Com presença no bate-papo que se seguirá à sessão, a realizadora gaúcha de olhos puxados (ela é filha e neta de japoneses), de 75 anos, conta que Anayde era uma persona non grata na Paraíba, na época das filmagens. “Tinha gente que não pronunciava o nome dela. Hoje virou praça. O filme ajudou muito nisso, assim como o livro do José Joffily, que foi o que, na verdade, me motivou a fazer o filme. Conseguimos resgatar uma personagem que é maravilhosa. Imagine, nos anos 30, uma pessoa libertária como ela, poetisa, que não queria se casar, provocativa, namorando com um cara que era figura muito forte na Paraíba”. 

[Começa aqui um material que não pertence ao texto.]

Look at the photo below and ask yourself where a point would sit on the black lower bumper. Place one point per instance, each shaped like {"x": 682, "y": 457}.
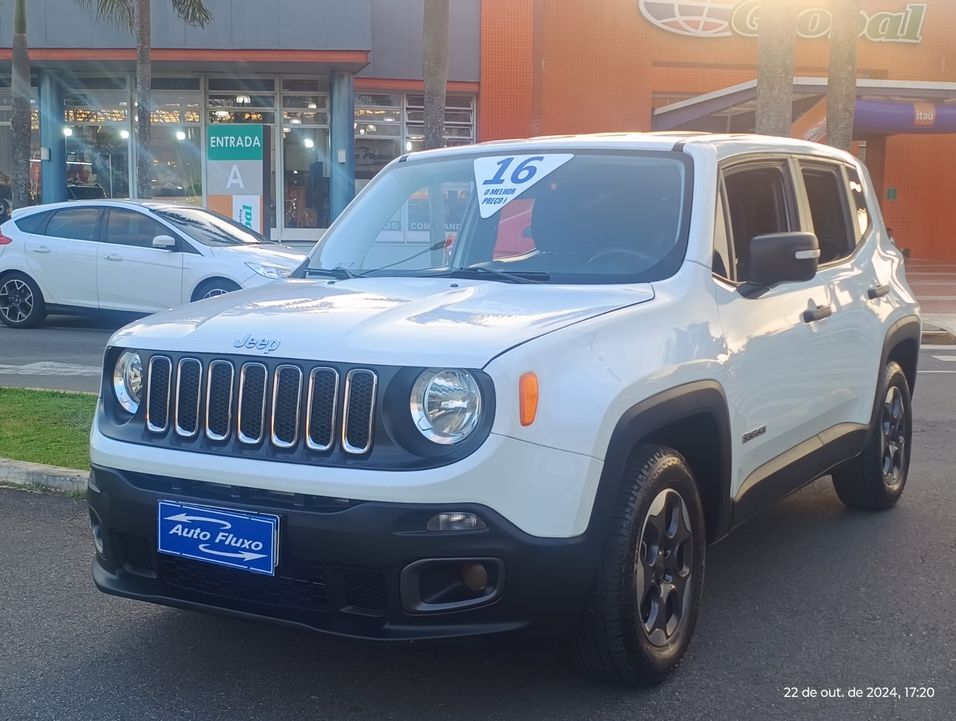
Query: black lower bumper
{"x": 350, "y": 568}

Naquela época, o estado nordestino era dominado pelos Dantas e pelos Pessoa. “A Paraíba estava completamente dividida. E eles eram inimigos políticos mesmo, a ponto de um ficar querendo matar alguém da família do outro. Quando Anayde surge, foi natural que a parte vencedora massacrasse a figura e a colocasse no limbo”, registra Tizuka. Cartas íntimas trocadas entre Beiriz e Dantas foram parar nos jornais, provocando escândalo na puritana sociedade. Dantas acabou assassinando João Pessoa, então governador, fato que gerou repercussão nacional e levou Getúlio Vargas a tomar o poder, a partir da Revolução de 30.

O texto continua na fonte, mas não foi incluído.